During the repair of guns that received battle damage and required replacement of a worn barrel, early models received barrels with a muzzle brake. Due to the fact that the 10,5 cm le.FH18 and 10,5 cm le.FH18M howitzers were counted at one position, it is now impossible to find out exactly how many guns of a particular modification were produced. According to reference data, in the period from January 1939 to February 1945, the customer accepted 6 le.FH933 and le.FH18M units on a wheeled carriage.

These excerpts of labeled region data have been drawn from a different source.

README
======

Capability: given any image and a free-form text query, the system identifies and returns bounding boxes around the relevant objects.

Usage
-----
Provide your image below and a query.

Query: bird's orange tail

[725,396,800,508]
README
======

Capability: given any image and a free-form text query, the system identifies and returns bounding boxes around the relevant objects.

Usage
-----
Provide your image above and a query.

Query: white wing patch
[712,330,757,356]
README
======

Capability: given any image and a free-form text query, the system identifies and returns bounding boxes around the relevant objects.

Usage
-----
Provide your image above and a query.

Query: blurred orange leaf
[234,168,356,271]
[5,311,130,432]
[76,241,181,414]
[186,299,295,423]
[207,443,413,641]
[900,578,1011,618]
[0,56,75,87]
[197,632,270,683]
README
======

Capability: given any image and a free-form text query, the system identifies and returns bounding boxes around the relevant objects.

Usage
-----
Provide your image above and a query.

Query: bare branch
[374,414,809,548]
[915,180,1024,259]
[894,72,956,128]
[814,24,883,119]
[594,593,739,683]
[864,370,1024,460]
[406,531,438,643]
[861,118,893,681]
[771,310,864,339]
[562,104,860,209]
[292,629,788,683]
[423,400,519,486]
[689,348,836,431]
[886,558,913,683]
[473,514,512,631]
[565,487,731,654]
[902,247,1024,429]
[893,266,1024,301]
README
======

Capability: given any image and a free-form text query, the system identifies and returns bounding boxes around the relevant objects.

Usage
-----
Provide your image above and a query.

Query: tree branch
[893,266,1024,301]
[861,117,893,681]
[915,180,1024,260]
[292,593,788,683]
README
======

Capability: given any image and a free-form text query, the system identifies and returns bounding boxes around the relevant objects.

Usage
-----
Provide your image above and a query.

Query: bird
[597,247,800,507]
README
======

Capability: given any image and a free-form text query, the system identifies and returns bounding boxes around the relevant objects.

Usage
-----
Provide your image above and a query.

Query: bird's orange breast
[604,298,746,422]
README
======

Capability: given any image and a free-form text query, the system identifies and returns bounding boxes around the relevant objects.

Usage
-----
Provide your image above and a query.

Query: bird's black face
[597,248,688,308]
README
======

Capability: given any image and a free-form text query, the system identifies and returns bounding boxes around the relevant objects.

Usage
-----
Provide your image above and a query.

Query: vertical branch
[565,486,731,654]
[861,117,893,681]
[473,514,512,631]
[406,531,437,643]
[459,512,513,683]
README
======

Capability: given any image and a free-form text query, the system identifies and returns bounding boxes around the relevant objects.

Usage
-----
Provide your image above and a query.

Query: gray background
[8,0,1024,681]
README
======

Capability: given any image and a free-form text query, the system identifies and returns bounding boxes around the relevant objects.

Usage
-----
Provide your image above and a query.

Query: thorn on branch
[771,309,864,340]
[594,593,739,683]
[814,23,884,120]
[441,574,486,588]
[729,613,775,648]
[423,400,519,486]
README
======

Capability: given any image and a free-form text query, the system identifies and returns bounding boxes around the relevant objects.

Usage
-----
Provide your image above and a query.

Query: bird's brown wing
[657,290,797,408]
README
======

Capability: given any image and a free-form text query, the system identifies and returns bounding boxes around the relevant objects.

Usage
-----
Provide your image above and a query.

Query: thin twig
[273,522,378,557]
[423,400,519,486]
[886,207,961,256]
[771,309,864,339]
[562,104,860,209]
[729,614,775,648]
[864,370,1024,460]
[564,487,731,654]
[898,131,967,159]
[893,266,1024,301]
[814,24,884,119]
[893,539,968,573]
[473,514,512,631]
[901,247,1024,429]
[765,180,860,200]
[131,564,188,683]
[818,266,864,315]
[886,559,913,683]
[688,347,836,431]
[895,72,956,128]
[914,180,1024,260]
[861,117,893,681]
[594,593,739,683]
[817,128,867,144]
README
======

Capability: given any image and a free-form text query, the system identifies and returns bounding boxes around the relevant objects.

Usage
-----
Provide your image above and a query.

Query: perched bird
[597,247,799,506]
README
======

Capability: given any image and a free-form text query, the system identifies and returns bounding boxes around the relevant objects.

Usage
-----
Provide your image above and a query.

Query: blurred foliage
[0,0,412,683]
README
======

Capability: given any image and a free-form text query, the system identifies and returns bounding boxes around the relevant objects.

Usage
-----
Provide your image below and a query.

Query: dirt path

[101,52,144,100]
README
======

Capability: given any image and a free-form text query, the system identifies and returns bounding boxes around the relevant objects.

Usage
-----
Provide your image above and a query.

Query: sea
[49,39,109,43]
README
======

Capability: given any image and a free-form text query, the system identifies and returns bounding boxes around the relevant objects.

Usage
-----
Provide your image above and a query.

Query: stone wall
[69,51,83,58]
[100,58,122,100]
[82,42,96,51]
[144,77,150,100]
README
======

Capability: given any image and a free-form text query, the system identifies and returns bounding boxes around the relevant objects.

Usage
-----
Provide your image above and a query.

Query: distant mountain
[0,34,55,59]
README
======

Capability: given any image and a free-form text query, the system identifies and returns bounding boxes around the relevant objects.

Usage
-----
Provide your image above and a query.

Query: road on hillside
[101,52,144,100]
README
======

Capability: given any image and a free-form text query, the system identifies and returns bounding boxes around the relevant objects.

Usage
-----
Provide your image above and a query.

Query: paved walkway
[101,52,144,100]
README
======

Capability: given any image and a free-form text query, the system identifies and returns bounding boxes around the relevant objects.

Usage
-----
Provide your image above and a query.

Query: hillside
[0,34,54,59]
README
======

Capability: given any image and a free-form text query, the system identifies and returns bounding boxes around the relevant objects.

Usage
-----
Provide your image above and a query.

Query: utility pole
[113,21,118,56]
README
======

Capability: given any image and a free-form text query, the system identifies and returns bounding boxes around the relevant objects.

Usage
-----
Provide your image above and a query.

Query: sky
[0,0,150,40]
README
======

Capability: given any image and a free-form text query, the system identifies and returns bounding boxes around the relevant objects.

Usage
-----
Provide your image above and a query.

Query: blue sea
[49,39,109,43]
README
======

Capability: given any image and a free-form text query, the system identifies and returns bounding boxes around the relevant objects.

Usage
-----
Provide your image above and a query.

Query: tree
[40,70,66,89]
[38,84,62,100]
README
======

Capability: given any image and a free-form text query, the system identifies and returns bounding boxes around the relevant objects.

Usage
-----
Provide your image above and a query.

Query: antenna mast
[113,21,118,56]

105 mm light field howitzer 10,5 cm le.FH18 / 40
The modernized 10,5 cm le.FH18M guns were fully suitable for their purpose. But in Russian off-road conditions, the 3-ton Sd.Kfz.11 half-track tractors and even the 5-ton Sd.Kfz.6 had difficulty towing 105 mm howitzers.
The situation with mobility was even worse in artillery units, which used horse-drawn teams to transport howitzers, and in the Wehrmacht there were approximately 70% of them in the first half of the war.
If the front line was stable, then the low speed of movement was not critical. But when guns needed to be immediately transferred to another site, this was often difficult to accomplish. On a bad road, the horses quickly got tired, and therefore the crews were forced to walk and even push howitzers. At the same time, the speed of towing by horse teams was 3–5 km/h.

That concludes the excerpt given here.